劇場新作の制作も決定 『マクロスF』はなぜ根強い人気を誇るのか?

 声優を務めた中島愛の影響も大きい。中島は80年代頃のアイドル歌謡に大きな影響を受けていることを公言しており、そのアイドル像について造形が深い。長年の研究による成果が、演技や歌唱の方向性も王道のアイドル像であるランカ役で発揮された。また大役を射とめ、大舞台へと駆け上がる様子などもリアルシンデレラストーリーとしてランカと重なり、ファンはランカ=中島愛を応援したい気持ちを強くした。

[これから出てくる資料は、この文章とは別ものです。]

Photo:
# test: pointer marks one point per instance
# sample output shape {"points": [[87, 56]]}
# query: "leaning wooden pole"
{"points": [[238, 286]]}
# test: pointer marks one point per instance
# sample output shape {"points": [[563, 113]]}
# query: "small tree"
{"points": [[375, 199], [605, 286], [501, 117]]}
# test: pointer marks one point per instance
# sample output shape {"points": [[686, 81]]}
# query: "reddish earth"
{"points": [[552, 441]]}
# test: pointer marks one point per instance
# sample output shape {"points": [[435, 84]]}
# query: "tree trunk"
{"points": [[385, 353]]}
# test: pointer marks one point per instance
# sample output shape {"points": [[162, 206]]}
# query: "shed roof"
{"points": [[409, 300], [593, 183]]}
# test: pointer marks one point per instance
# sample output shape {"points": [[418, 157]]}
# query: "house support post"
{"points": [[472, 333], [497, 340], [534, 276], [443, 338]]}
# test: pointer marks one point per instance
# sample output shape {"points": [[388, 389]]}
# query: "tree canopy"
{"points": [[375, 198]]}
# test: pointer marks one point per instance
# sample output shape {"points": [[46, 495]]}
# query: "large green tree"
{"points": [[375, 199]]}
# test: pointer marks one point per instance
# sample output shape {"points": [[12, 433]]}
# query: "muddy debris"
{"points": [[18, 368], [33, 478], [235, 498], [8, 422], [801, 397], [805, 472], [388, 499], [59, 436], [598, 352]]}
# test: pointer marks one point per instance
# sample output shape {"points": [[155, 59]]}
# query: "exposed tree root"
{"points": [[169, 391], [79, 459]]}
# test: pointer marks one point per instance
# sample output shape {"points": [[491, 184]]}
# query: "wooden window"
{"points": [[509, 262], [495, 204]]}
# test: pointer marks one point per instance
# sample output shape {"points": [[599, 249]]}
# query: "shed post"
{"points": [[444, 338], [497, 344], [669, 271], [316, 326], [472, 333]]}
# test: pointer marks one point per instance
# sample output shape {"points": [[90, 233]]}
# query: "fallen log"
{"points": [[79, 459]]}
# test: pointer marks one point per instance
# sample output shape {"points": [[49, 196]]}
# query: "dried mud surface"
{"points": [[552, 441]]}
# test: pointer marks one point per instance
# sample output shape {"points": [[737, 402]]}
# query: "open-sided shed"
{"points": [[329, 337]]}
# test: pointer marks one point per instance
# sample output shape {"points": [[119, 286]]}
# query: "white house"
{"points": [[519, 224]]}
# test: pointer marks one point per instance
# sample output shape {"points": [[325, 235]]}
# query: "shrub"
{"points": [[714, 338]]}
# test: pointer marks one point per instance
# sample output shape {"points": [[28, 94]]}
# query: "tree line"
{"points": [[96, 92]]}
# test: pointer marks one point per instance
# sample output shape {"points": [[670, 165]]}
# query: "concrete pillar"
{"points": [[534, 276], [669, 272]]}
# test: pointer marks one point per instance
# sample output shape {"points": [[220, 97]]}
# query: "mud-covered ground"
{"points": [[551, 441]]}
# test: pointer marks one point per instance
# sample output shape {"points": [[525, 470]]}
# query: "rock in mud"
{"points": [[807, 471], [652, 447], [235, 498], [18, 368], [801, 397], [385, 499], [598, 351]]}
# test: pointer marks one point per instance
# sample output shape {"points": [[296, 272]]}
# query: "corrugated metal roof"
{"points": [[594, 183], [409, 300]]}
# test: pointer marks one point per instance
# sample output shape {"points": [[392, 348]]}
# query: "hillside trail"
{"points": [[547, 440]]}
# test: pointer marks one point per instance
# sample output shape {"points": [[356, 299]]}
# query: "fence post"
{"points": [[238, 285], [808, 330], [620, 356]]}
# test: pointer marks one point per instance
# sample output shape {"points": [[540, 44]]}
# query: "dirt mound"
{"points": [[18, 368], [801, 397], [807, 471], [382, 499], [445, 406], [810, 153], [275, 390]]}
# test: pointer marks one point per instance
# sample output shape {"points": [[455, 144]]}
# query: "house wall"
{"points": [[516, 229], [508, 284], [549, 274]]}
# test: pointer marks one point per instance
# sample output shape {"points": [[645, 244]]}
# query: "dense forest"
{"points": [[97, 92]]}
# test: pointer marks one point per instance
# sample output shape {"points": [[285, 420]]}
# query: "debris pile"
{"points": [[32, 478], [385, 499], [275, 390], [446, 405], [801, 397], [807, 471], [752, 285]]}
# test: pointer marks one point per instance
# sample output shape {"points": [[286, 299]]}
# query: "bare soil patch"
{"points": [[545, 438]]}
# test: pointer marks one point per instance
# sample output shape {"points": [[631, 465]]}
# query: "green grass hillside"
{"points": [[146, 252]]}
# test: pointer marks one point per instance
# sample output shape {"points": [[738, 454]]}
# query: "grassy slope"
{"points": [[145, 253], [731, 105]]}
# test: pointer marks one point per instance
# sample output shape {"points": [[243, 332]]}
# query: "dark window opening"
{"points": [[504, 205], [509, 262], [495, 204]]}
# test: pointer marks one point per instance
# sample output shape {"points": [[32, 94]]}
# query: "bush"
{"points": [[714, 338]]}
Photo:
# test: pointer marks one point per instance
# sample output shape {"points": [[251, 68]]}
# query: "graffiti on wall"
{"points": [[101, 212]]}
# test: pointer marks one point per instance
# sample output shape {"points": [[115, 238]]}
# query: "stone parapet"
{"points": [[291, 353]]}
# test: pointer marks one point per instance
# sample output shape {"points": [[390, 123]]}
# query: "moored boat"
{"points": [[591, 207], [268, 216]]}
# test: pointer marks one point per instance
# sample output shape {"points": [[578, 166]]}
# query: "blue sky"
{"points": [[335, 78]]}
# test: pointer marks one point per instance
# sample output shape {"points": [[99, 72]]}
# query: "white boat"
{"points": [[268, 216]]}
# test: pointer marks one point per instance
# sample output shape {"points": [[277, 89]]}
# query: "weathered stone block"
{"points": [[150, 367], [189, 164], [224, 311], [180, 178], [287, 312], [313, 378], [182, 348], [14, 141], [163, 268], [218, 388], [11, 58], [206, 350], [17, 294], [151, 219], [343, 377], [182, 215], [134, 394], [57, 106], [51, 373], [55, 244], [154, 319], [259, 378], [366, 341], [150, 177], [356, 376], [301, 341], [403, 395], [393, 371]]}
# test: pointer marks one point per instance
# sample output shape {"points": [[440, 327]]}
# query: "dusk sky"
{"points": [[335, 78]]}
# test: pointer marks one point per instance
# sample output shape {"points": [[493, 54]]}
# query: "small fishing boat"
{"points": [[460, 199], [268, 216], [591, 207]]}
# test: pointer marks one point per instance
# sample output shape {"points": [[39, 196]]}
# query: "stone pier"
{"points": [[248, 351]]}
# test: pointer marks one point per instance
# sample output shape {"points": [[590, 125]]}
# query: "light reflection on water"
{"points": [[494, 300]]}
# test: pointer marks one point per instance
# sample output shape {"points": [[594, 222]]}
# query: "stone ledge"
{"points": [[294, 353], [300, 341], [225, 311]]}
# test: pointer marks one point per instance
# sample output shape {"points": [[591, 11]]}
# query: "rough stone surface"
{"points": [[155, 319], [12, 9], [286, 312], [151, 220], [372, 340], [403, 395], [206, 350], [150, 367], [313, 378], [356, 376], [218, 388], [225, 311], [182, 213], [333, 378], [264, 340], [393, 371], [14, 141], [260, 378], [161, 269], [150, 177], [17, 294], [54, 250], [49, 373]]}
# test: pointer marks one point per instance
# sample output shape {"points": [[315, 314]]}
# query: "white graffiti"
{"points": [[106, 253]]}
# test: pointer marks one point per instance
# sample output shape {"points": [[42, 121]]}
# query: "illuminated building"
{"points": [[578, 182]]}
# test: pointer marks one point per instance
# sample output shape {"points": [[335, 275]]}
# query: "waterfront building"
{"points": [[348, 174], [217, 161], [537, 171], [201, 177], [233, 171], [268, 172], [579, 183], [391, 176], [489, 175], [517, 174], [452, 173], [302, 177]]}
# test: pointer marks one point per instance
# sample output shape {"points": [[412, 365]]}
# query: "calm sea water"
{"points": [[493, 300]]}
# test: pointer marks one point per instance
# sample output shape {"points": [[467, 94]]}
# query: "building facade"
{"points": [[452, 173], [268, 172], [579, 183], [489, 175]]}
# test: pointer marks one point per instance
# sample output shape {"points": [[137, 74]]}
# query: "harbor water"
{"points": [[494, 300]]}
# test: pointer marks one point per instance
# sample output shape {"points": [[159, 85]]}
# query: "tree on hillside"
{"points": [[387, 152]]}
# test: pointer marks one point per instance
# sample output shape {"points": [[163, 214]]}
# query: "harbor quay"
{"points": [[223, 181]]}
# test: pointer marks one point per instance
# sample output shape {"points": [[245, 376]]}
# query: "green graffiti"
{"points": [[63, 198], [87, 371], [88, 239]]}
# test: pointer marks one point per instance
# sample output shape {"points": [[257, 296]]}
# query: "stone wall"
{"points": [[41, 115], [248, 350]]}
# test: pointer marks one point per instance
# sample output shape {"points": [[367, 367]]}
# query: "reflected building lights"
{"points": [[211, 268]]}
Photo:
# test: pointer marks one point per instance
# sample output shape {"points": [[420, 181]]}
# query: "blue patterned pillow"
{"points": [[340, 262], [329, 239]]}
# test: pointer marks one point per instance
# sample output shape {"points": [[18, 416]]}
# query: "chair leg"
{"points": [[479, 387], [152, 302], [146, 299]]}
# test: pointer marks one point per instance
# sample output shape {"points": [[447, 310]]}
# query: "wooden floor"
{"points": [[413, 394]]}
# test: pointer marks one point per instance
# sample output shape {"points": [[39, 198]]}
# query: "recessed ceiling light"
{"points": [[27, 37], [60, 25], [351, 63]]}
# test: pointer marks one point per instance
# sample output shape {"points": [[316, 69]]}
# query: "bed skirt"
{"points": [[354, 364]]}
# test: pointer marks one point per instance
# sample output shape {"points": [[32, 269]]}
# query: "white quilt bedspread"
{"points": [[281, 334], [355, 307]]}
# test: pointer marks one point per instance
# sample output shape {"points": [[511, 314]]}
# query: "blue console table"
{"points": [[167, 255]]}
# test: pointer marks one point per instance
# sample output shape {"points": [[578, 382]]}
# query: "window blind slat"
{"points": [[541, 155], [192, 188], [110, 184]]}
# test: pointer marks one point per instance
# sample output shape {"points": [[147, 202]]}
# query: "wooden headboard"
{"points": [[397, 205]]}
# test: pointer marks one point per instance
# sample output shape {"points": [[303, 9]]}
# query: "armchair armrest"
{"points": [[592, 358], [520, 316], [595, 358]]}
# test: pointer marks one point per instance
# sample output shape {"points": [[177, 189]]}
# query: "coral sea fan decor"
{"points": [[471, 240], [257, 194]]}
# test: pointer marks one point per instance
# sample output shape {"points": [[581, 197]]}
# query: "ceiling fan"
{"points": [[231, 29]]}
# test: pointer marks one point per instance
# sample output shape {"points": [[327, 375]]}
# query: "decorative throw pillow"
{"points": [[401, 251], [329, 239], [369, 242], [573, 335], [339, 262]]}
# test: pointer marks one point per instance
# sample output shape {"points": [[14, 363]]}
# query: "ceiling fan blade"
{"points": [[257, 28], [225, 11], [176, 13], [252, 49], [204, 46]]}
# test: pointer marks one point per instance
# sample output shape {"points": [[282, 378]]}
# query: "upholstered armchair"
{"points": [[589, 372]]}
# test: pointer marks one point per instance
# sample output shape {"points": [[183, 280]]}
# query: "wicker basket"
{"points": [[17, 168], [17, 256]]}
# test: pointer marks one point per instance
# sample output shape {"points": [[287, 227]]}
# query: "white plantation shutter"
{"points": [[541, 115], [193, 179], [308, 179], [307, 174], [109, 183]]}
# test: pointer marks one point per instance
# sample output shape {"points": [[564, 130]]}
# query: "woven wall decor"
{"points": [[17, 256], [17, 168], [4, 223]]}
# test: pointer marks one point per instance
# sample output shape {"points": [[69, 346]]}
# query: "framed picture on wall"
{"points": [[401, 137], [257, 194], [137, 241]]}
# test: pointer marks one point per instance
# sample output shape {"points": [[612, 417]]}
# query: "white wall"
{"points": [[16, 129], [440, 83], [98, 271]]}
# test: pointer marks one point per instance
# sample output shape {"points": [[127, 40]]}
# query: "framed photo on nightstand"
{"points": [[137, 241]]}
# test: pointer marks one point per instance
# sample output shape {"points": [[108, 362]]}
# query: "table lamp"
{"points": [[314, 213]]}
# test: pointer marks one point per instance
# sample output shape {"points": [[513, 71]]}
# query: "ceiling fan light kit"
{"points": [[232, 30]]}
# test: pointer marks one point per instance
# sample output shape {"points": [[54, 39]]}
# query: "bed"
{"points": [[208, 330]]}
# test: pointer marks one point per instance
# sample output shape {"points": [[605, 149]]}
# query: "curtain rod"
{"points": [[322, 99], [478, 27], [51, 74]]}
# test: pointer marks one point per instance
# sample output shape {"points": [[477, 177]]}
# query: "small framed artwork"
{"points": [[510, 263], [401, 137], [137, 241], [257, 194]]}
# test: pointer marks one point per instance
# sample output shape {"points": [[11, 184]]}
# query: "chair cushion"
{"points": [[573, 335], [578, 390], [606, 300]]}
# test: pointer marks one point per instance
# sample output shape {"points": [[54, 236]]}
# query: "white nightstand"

 もう1人の歌姫であるシェリル・ノームに話を振ると、こちらはランカとは対象的にかっこいい女性像を描き出しているように、その音楽性もロックサウンドの尖ったものが目立つ。また美顔器の広告でイメージキャラクターにシェリルが起用されるなど、実際の女性アーティストのような扱いだ。一方では弱さも併せ持つ等身大の少女としての一面もあり、単にかっこいい、強いだけでない女性アーティスト像を描き出した。

 歌唱を担当したのは、当時10代ながらも卓越した歌唱力、表現力を兼ね備えていたMay'nだ。力強い歌声は銀河の妖精と呼ばれるシェリルの存在を際立たせ、視聴者に大きな説得力を与えた。

 その歌声の魅力が最大に発揮されたのが“神回”と名高い20話の『ダイアモンド・クレバス』だ。激しくなる戦闘により、一般市民にも多くの犠牲が出る中で「あなた(ランカ)が希望の歌姫なら、私は絶望の中で歌ってみせる」と立ち上がり、『ダイアモンド・クレバス』を歌い上げる姿は、その後の展開も相まって視聴者に大きな衝撃を与えた。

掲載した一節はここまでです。